The rest of the race becomes the conclusion. Thyatys drags the NPC, holds the runner, loses more than he wanted, wins less than he deserved, survives by a hair's breadth, finishes the run with the screen all dirty, almost out of resources, heavy breathing into the microphone, shoulder stiff on the sofa. When the stage ends, he rips off an earphone and stares at the screen for a few seconds.

— Thyatys: dude… what kind of match was that?

— Thyatys: I swear on everything that this game has never treated me like this before.

— Thyatys: But you know what… I liked it.

Jesus inclines his head as if confirming the final signature on an invisible document.

Jesus: And I liked you.

Outside, the siren continues somewhere. Gunshots still ring out. The world is still going to hell methodically. But here, in this house, on some random couch, a guy playing zombie mode has just passed through a divine sieve made from bits of Resident Evil, World War Z, The Walking Dead, a Korean train invasion, and a nocturnal predator in an empty city. And not only did he pass through, he learned without knowing it.

Jesus: Okay… now I know how to refine you.

Jesus: I helped the others because of their function.

Jesus: I will mold you differently.

Thyatys drinks the now lukewarm water, wipes his hand on his shorts, stares at the screen, and returns to the menu as if it were just another silly, well-spent night.

— Thyatys: ok… one more

— Thyatys: If another hell like this comes along, I want to see how far it goes.

— Thyatys: bring it on then

Jesus almost laughs because that's exactly the kind of phrase that only sounds good before life responds.

Jesus: Be careful with open invitations, boy.

Jesus: Because I will accept

And the screen flashes in a different way, subtle, almost affectionate, like someone marking without revealing it. Thyatys doesn't notice. Yet. But the decision has already been made.
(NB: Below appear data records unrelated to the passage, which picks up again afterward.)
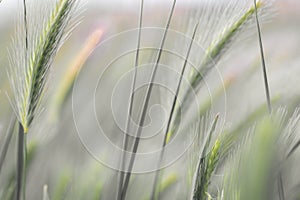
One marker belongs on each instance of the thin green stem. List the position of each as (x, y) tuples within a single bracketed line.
[(126, 139), (263, 60), (153, 193), (145, 105), (9, 134), (21, 158)]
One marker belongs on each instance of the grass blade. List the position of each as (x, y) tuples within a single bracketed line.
[(263, 60), (21, 163), (126, 138), (145, 104), (9, 134), (212, 56), (153, 193)]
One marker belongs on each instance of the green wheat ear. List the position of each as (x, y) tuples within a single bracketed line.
[(213, 54), (29, 69)]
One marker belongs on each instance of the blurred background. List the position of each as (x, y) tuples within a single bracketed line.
[(61, 161)]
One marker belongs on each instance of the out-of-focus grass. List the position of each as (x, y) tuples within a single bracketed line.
[(245, 108)]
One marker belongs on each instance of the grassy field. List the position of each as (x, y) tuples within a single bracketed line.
[(142, 100)]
Jesus: Tomorrow I'll really begin.

And that's when this training stops being just a game and starts turning into preparation, because up to this point he's learned animal patterns, horde rhythm, safety lies, escape logic, the price of vanity, the value of listening, the importance of getting out alive, and even the burden of carrying someone complaining. Tomorrow there won't be a minimap. Tomorrow there won't be a menu. Tomorrow there might not even be internet. But today, in the comfortable darkness of his home, Jesus finally found a guy who doesn't fall apart when the world gets ugly. And that, on an Earth where half is already gone, is worth more than many beautiful prayers thrown to the ceiling.
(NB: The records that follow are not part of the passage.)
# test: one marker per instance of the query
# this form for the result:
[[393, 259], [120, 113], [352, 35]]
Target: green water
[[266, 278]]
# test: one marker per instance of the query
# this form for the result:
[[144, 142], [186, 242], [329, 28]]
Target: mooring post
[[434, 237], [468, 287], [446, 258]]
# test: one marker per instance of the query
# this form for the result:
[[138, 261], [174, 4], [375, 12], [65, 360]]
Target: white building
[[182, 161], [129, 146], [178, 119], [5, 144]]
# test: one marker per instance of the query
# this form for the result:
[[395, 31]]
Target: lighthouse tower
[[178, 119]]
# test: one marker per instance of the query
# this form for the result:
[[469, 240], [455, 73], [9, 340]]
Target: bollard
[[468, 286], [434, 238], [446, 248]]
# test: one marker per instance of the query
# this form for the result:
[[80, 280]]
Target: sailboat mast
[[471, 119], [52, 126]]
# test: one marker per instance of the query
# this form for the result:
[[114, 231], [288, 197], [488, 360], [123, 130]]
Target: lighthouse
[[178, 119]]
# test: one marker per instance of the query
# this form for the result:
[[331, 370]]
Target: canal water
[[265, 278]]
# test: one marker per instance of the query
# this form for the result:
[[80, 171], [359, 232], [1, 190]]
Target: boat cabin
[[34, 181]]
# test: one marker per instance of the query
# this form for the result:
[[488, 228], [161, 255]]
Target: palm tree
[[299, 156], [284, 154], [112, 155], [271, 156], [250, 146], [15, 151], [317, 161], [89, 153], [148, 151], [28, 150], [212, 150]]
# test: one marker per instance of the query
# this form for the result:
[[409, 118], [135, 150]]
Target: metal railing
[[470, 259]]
Jesus: Sleep peacefully while giving

Jesus: Because I just chose you without you even realizing it.

Jesus: And when I touch you, Thyatys… I won't touch you lightly.

Thyatys yawns, scratches the back of his neck, grabs another potato, and presses the start button.

— Thyatys: Let's go again, you bastards!

— Thyatys: I'm feeling inspired today

— Thyatys: bring on the next one!

Jesus looks one last time before leaving that invisible line of sight and says softly, almost humorously.

Jesus: It's really coming.

Jesus: And you're going to curse a lot more than you imagine.

And the night goes on, seemingly ordinary, which is precisely the kind of lie the end of the world most likes to tell.